Luhmühlen. Eigentlich ist es verwunderlich, dass Peter Thomsen eine große Pferdesportkarriere gelungen ist. Sein erstes Pferd, eine Shetland-Pony-Stute, warf ihn ab, und er brach sich mehrfach den Arm. Da war er zehn Jahre alt, und mit Reiten war erst mal Schluss. Gut, dass er etwa vier Jahre später wieder mit dem Reitsport begann. So wurde aus dem in Flensburg geborenen Nordlicht ein erfolgreicher Vielseitigkeitsreiter, zweifacher Mannschafts-Olympiasieger – und der künftige Vielseitigkeits-Bundestrainer.
Eigentlich sollte Peter Thomsen, der in Lindewitt in Schleswig-Holstein zu Hause ist, schon im neuen Amt sein. „Aber durch Corona und die Verschiebung der Olympischen Spiele wurden die Verträge aller Reit-Bundestrainer noch einmal verlängert“, erklärt der 60-Jährige.
Vertraglich sei der Deal auch noch nicht fixiert, sagt er. Das gilt aber dem Vernehmen nach nur noch als Formsache. Seit der erfolgreichen Europameisterschaft 2019 in Luhmühlen begleitet Thomsen den noch amtierenden Bundestrainer Hans Melzer bei Championaten und größeren Turnieren. „Als stiller Beobachter“, wie er sagt.
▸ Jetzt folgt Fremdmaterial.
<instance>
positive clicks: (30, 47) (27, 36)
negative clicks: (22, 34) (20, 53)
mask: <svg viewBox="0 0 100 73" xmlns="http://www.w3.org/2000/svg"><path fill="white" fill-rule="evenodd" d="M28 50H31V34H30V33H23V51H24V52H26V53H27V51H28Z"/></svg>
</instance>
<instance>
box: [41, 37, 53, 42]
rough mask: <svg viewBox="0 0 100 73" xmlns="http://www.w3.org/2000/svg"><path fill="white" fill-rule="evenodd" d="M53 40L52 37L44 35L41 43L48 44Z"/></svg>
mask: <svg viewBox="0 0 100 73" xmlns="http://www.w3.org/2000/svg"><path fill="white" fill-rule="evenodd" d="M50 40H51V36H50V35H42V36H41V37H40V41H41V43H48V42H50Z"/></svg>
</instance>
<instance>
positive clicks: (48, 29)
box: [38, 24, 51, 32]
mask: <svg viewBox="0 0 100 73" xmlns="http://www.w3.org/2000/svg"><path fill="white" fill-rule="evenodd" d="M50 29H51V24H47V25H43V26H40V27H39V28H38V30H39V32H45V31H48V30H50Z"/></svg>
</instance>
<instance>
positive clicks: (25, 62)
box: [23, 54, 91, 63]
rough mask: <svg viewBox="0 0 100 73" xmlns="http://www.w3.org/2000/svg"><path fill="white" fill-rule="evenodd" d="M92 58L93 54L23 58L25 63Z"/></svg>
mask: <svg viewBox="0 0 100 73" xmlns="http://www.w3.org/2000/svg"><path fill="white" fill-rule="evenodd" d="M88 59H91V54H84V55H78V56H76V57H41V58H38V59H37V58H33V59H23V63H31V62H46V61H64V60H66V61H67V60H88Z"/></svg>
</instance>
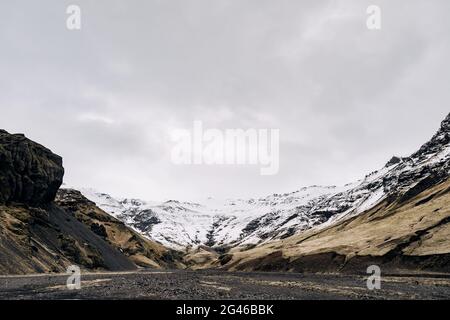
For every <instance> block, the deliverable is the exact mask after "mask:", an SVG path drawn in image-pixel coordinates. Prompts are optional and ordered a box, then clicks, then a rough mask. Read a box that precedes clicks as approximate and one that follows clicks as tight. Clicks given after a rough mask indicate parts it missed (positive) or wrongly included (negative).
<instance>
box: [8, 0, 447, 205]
mask: <svg viewBox="0 0 450 320" xmlns="http://www.w3.org/2000/svg"><path fill="white" fill-rule="evenodd" d="M69 4H77V5H79V6H80V7H81V10H82V29H81V30H79V31H69V30H67V28H66V18H67V14H66V8H67V6H68V5H69ZM371 4H376V5H379V6H380V7H381V10H382V29H381V30H379V31H373V30H368V29H367V27H366V18H367V14H366V8H367V7H368V6H369V5H371ZM449 12H450V1H448V0H440V1H439V0H433V1H423V0H417V1H412V0H395V1H392V0H388V1H381V0H371V1H361V0H353V1H350V0H343V1H331V0H330V1H326V0H311V1H300V0H282V1H280V0H277V1H275V0H270V1H268V0H266V1H265V0H252V1H250V0H201V1H199V0H177V1H175V0H164V1H163V0H160V1H158V0H154V1H149V0H145V1H144V0H142V1H133V0H131V1H130V0H127V1H111V0H103V1H101V0H95V1H82V0H78V1H75V0H73V1H62V0H53V1H48V0H40V1H31V0H29V1H20V0H16V1H1V3H0V111H1V112H0V128H4V129H6V130H8V131H9V132H13V133H17V132H21V133H25V134H26V135H27V136H28V137H29V138H31V139H33V140H35V141H38V142H40V143H42V144H44V145H45V146H47V147H49V148H50V149H51V150H52V151H54V152H55V153H57V154H59V155H61V156H63V158H64V166H65V169H66V175H65V181H66V183H68V184H70V185H75V186H84V187H93V188H96V189H98V190H100V191H104V192H108V193H111V194H113V195H116V196H133V197H139V198H144V199H148V200H164V199H183V200H187V199H199V198H205V197H207V196H216V197H249V196H261V195H268V194H271V193H281V192H289V191H294V190H297V189H299V188H300V187H302V186H307V185H312V184H322V185H340V184H345V183H347V182H351V181H354V180H356V179H359V178H362V177H363V176H364V175H365V174H366V173H368V172H371V171H373V170H375V169H378V168H380V167H382V166H383V165H384V164H385V163H386V161H387V160H388V159H389V158H390V157H391V156H392V155H394V154H395V155H409V154H410V153H412V152H413V151H415V150H416V149H417V148H418V147H419V146H420V145H421V144H422V143H424V142H425V141H426V140H428V139H429V138H430V137H431V136H432V134H433V133H434V132H435V131H436V130H437V128H438V126H439V123H440V121H441V120H442V119H443V118H444V117H445V116H446V114H447V113H448V112H449V110H450V108H449V105H450V90H449V87H450V63H449V57H450V18H449ZM194 120H202V121H203V123H204V126H206V127H211V128H221V129H226V128H243V129H246V128H278V129H280V142H281V144H280V171H279V173H278V174H277V175H272V176H261V175H260V172H259V167H257V166H176V165H174V164H173V163H172V162H171V161H170V150H171V146H172V143H171V141H170V140H169V136H168V134H169V132H170V130H171V129H173V128H191V127H192V123H193V121H194Z"/></svg>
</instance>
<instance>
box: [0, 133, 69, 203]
mask: <svg viewBox="0 0 450 320" xmlns="http://www.w3.org/2000/svg"><path fill="white" fill-rule="evenodd" d="M63 176H64V168H63V166H62V158H61V157H60V156H58V155H56V154H54V153H52V152H51V151H50V150H48V149H47V148H45V147H43V146H41V145H40V144H38V143H36V142H33V141H31V140H29V139H27V138H26V137H25V136H24V135H22V134H9V133H8V132H6V131H5V130H1V129H0V203H9V202H18V203H26V204H30V205H40V204H45V203H48V202H51V201H53V199H54V198H55V195H56V192H57V191H58V189H59V187H60V186H61V184H62V181H63Z"/></svg>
Um sich einzuarbeiten, die Abläufe zu verinnerlichen, eigene Strategien zu entwickeln.
„Wir machen das zwar zusammen. Und ich bin mit den Reiterinnen und Reitern auch schon Geländestrecken abgegangen und habe mit ihnen Strategien entwickelt. Aber Hans hat den Hut auf, ganz klar“, sagt Thomsen, „meine Amtszeit beginnt offiziell ab dem 1. Januar.“ Auch dieser Tage in Luhmühlen ist Thomsen dabei. Eine ganze Reihe der Reiterinnen und Reiter kennt er noch als Mitbewerber um Top-Platzierungen, „jetzt lerne ich sie aus der Trainerposition kennen“.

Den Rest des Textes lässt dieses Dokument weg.